Comment 15 Mitch Davis 2007-05-31 08:27:25 UTC
> Mitch, Julian, can you both please test 2.6.22-rc3 or the latest -git ?

Hi Rafael, thanks for grabbing this bug.

I just tried 2.6.22-rc3 again, with the same minimal config I had when I
reported the bug.  The problem and symptoms are the same :-(

Like Julian, I ran Linuxtoolkit r2, and I've attached my results.  It certainly
seems like his machine and mine are related, although his CPU is faster and the
DSDT seems to have been compiled with the Intel compiler not the Microsoft one.

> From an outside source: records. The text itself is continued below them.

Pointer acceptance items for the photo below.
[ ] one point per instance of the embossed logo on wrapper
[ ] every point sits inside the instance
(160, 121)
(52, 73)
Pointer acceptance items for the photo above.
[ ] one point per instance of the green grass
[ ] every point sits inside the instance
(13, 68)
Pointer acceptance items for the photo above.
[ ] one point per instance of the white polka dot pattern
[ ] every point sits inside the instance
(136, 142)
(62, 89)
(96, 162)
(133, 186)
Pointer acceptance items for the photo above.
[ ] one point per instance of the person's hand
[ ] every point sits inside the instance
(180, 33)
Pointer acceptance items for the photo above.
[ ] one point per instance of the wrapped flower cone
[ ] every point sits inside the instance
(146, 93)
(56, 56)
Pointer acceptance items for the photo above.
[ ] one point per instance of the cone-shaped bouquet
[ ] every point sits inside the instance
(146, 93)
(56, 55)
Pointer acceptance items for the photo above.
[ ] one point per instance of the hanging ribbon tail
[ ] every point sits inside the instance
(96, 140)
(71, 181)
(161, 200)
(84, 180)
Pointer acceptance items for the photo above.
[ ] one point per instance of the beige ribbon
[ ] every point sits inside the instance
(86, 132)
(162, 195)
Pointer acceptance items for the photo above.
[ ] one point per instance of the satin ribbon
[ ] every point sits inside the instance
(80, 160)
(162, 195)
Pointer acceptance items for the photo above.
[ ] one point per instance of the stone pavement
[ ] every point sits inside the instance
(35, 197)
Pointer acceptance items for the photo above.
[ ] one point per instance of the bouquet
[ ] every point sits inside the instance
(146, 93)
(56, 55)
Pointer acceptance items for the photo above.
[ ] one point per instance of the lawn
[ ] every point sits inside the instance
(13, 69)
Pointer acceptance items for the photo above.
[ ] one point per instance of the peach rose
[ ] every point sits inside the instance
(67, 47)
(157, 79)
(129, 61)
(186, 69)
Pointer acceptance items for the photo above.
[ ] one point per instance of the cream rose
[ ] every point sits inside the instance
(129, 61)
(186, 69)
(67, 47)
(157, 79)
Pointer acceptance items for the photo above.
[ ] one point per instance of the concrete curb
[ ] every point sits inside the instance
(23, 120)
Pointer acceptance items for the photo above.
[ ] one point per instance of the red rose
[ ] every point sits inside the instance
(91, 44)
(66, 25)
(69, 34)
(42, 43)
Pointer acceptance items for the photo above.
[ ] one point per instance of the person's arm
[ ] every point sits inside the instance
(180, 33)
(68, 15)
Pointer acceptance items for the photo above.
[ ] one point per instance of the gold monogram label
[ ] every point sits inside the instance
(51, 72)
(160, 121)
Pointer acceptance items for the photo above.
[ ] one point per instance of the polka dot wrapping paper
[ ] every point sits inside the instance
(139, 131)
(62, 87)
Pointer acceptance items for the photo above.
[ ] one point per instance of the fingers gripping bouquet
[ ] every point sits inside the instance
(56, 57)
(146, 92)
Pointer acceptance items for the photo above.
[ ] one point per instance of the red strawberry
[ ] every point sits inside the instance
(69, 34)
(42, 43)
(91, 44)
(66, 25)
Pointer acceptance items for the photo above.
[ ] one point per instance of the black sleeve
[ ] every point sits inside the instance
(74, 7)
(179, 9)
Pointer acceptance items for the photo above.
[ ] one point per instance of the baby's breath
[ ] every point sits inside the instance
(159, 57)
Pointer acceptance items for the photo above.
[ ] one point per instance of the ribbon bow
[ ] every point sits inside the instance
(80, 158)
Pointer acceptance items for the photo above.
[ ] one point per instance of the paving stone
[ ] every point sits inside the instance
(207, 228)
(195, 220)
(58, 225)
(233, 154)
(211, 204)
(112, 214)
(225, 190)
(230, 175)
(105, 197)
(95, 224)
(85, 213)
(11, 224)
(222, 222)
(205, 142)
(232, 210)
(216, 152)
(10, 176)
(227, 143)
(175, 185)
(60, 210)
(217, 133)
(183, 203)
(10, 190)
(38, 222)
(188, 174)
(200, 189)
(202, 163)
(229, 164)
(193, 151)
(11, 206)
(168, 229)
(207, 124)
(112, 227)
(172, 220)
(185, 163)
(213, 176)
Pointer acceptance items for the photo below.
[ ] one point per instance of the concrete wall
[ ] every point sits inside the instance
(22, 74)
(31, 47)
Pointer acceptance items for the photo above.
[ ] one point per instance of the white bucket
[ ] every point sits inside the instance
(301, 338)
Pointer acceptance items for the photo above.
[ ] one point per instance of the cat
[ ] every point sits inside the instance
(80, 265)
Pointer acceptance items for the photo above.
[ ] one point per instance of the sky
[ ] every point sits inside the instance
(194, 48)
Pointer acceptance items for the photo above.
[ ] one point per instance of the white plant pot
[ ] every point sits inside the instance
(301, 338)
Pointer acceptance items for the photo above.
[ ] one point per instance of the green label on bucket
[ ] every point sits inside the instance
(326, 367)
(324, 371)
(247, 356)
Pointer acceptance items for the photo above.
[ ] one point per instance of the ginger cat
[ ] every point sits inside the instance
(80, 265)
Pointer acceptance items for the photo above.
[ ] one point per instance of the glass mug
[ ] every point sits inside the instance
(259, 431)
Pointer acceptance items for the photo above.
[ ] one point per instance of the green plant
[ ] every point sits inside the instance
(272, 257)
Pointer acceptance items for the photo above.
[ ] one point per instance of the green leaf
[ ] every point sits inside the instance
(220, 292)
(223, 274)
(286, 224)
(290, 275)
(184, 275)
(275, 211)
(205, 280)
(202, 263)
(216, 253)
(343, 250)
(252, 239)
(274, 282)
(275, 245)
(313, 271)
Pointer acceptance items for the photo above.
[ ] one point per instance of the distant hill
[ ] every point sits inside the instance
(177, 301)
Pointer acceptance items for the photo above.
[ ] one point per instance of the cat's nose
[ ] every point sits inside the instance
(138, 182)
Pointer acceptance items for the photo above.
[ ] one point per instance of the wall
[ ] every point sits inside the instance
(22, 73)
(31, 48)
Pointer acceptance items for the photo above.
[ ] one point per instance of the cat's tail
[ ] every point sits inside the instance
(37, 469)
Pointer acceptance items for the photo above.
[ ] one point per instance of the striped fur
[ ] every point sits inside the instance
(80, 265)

Doing Linuxtoolkit's suspend/resume fails in the same way - power light goes
green but no response.

Any ideas now?  I have been talking with Matthew Garrett.  I'll point this bug
out to him.  Meanwhile, is there anything else I can do for further diagnosis?

Thanks, Mitch.
Comment 16 Mitch Davis 2007-05-31 08:44:26 UTC
Julian, I'm compiling my kernel with a minimal config (no devices except console
and RTC), and providing a ramdisk with some system commands from FC6 in it.  If
you'd like a copy (3Mb), you can grab it here:

  http://www.afork.com/a100/bug-7988-bzImage

To boot it, I added two lines to my /boot/grub/grub.conf:

  title My kernel
    kernel (hd0,5)/tosh/src/linux/compile/arch/i386/boot/bzImage

Then it shows up in my boot menu.  (You'd have to use a different path)
Comment 17 Rafael J. Wysocki 2007-05-31 09:42:57 UTC
Referring to Comment #15:

I'll have to look at your DSDT and Linuxtoolkit r2 results more thoroughly, but
that'll take some time.
Comment 18 Mitch Davis 2007-06-01 06:34:32 UTC
Might this help?

  http://article.gmane.org/gmane.linux.acpi.devel/23326
  [PATCH]: ACPI: preserve the ebx value in acpi_copy_wakeup_routine

I'll try it...
Comment 19 Mitch Davis 2007-06-01 07:13:58 UTC
> [PATCH]: ACPI: preserve the ebx value in acpi_copy_wakeup_routine
> 
> I'll try it...

It didn't help.  Same failure to resume, code never leaves suspend_enter().
Comment 20 Andrey Borzenkov 2007-06-02 04:43:13 UTC
This one may have similar cause (at least it is also Toshiba): 
http://bugzilla.kernel.org/show_bug.cgi?id=7499. If someone could try if 
compiling the kernel before mentioned commit 
(http://bugzilla.kernel.org/show_bug.cgi?id=7499#c13) fixes it for you too, it 
would be nice. 
Comment 21 Mitch Davis 2007-06-02 16:09:44 UTC
Hi Andrey,

> This one may have similar cause (at least it is also Toshiba): 

Toshiba source from a number of places.  My laptop mainboard is made by (and has
chips from) ATI.  A guy with similar symptom's Toshiba was made by Quanta and
has Intel chips.  And yours seems to have ALi chips.

> http://bugzilla.kernel.org/show_bug.cgi?id=7499.
> If someone could try if compiling the kernel before mentioned commit

I will try it, but it appears in your case that the BIOS at least passes control
back to Linux!  So it seems that your problem and mine are quite different.

Thanks, Mitch.
Comment 22 Julian Sikorski 2007-06-02 16:12:44 UTC
Just to clarify: A100-847 has an Intel Core 2 Duo T7200 CPU, GeForce Go 7600 GPU
and Intel 945PM chipset.
Comment 23 Mitch Davis 2007-06-03 01:07:32 UTC
> Just to clarify: A100-847 has an Intel Core 2 Duo T7200 CPU,
> GeForce Go 7600 GPU and Intel 945PM chipset.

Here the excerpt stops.